Habertürk yazarı Fatih Altaylı, spor medyasında süren tartışmayla ilgili olarak NTV Spor yorumcusu Rıdvan Dilmen ile arasında geçen konuşmayı aktardı.
Sözlerine "Turkcell’in BİP Spor üzerinden spor camiasının önde gelen isimlerine aktardığı paralardan, bu paralar üzerinden bazılarının güç elde edip, spor kulüpleri ve federasyonlar üzerinde baskı kurmasından ve Rıdvan Dilmen’in çok önemli açıklamalarının ve suçlamalarının bir anda unutulmasından söz eden yazımdan sonra Hürriyet’in o dönemki spor müdürü Mehmet Arslan mesaj yollayarak ‘Rıdvan’ı dava ettim’ dedi" diye başlayan Altaylı, şöyle devam etti:
"Bu arada Rıdvan Dilmen de aradı haliyle.

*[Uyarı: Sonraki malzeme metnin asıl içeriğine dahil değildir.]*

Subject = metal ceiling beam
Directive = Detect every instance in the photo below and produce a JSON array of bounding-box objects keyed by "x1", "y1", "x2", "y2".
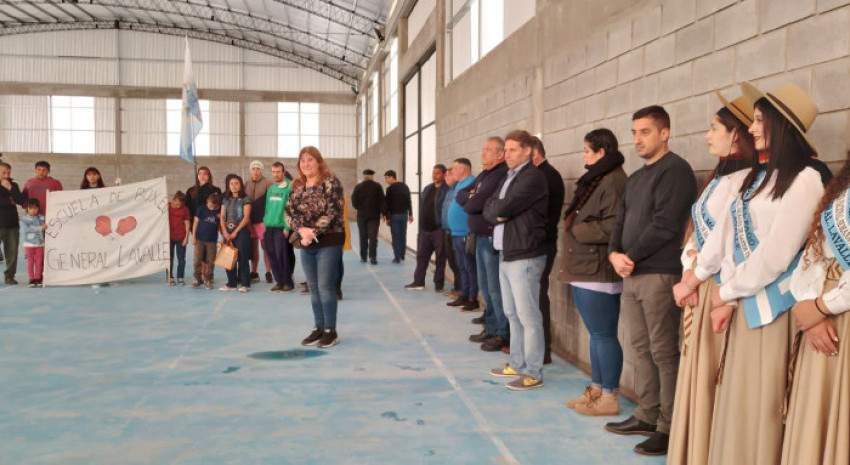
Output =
[
  {"x1": 0, "y1": 21, "x2": 359, "y2": 85},
  {"x1": 272, "y1": 0, "x2": 384, "y2": 37},
  {"x1": 17, "y1": 0, "x2": 369, "y2": 70}
]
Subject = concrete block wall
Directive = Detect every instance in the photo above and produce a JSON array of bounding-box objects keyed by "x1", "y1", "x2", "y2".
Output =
[{"x1": 363, "y1": 0, "x2": 850, "y2": 393}]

‘Ben tüm iddialarımın arkasındayım. Bir tekinden bile geri adım atmıyorum. Hepsi belgelidir. Hepsi doğrudur’ dedi.
‘Bu işle uğraşmaman yolunda sana bazı telkinler yapıldığı söyleniyor’ dedim.
‘Ben de duydum. Hiç böyle bir şey yok. Kimseden bir telkin, bir rica gelmedi. Ben işin arkasında ve peşindeyim. Ben söyleyeceğimi söyledim. Gerekirse yine söylerim ama bekliyorum. Savcılar çıksın, spor yöneticileri çıksın ve bu iddialarımı sorsun, soruştursun. Benim yapabileceğim açıklamaktı, açıkladım. Şimdi yetkili merciler harekete geçsin. Gerekirse müfettişler harekete geçsin ve araştırılsın bu rezaletler’ diye meydan okudu.
‘Zaten ilgili şahısların bazıları bana dava açtı. Ben de onlara açıyorum. Mahkemede ayrıca hesaplaşacağız’ dedi.
Ben de Rıdvan’a ‘Seninle ilgili iddialar da var. Bu işten pay alamadığın için ortaya çıktığın, Turkcell’den büyük paralar istediğini söylüyorlar’ dedim.
‘Allah’tan korksunlar. Ben Turkcell’e bir kez gittim. O da NTV yöneticileri ile beraber. NTV’nin talebi üzerine. Bir proje için. Bir daha da gitmedim. Zaten o proje de gerçekleşmedi. Benim Turkcell’den şahsi bir talebim asla olmadı’ dedi net biçimde.
Ve ekledi.
‘Ama BİP Spor’un benden bir talebi oldu. BİP Spor yöneticisi ve Vatan gazetesi spor müdürü İbrahim Seten benimle buluşmak istedi. Ben de buluştum. Yemek yedik. O yemekte bana bir teklifte bulundu. BİP Spor’da haftada bir spor yorumu yapmam karşılığında bana ayda 80 bin TL önerdi. Ben de reddettim.’
Rıdvan’a ‘Bu önemli bir iddia bunu yazabilir miyim?’ diye sordum.
‘Tabii ki, yazabilirsin. Serafina restoranda buluştuk. Onu da koyabilirsin’ dedi.
Kapatmadan önce Rıdvan’ın son sözü şu oldu:
‘Sana da üzülüyorum. Bu işlerle uğraşmak senin duruşuna, kalitene zarar verecek diye korkuyorum. Sen çok daha önemli işlerle uğraşırken, bu pislikle ne işin var diye de düşünüyorum.’
Ben de Rıdvan’a gazeteciliğin her türlü pislikle uğraşmak olduğunu, işimin bu olduğunu söyledim.
Kapattık.
Bakalım Rıdvan’ın dediği gibi müfettişler, savcılar kılını kıpırdatacak mı?"